Carbon content of trade
Nature Climate Change
2012년9월24일

Global carbon emissions levels might not decrease with the use of policies limiting exports of goods with high carbon content, reports research in Nature Climate Change this week.
Experts have previously measured the level of carbon embodied in traded goods and found that most emerging economies, such as China, are actually net exporters of carbon. They often suggest taxing the carbon content of goods at the borders to limit emissions offshoring, but Robert Marschinski and Michael Jakob challenge such proposals. Trade theory assumes that trading goods is equivalent to trading their production factors. For example, if the production of goods requires a certain amount of fossil fuels, trading those goods is calculated as equivalent to trading the associated carbon emissions, or production factor. The theory then suggests that a country benefiting from a cheap supply of fossil fuels would have a relative advantage over others in the production of goods with high carbon content, assuming equal fossil-fuel productivity across countries.
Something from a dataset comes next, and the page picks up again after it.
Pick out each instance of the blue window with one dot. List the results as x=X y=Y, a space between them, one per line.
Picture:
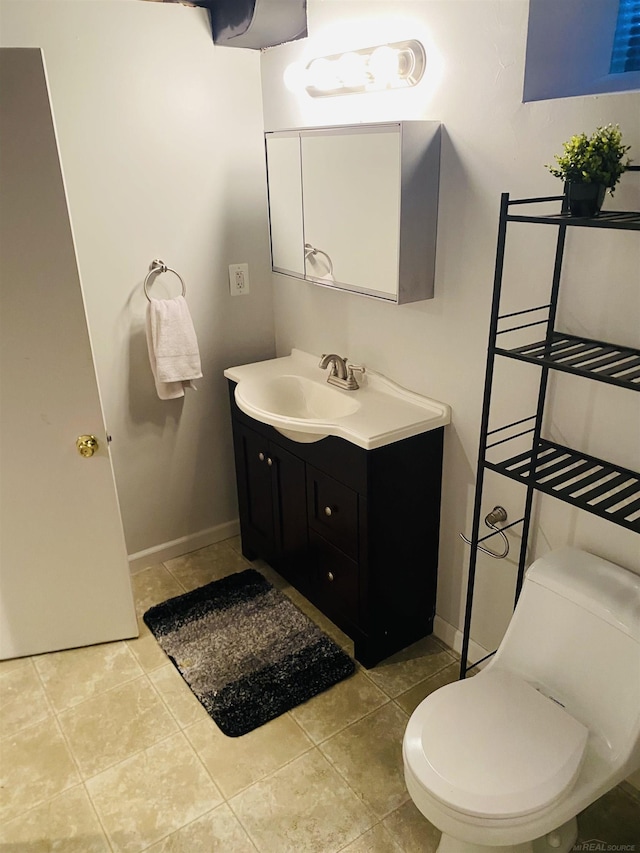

Taxing the carbon content of its exports should therefore curb fossil-fuel use and ultimately emissions. However, the authors report that in reality countries use production factors differently - a result of different technologies or institutional quality. They therefore conclude that production factors (carbon) embodied in a country’s exports and those in its imports - from a trade partner - are two quantities with no common basis, and their comparison to identify net exporters/importers of carbon emissions requires caution.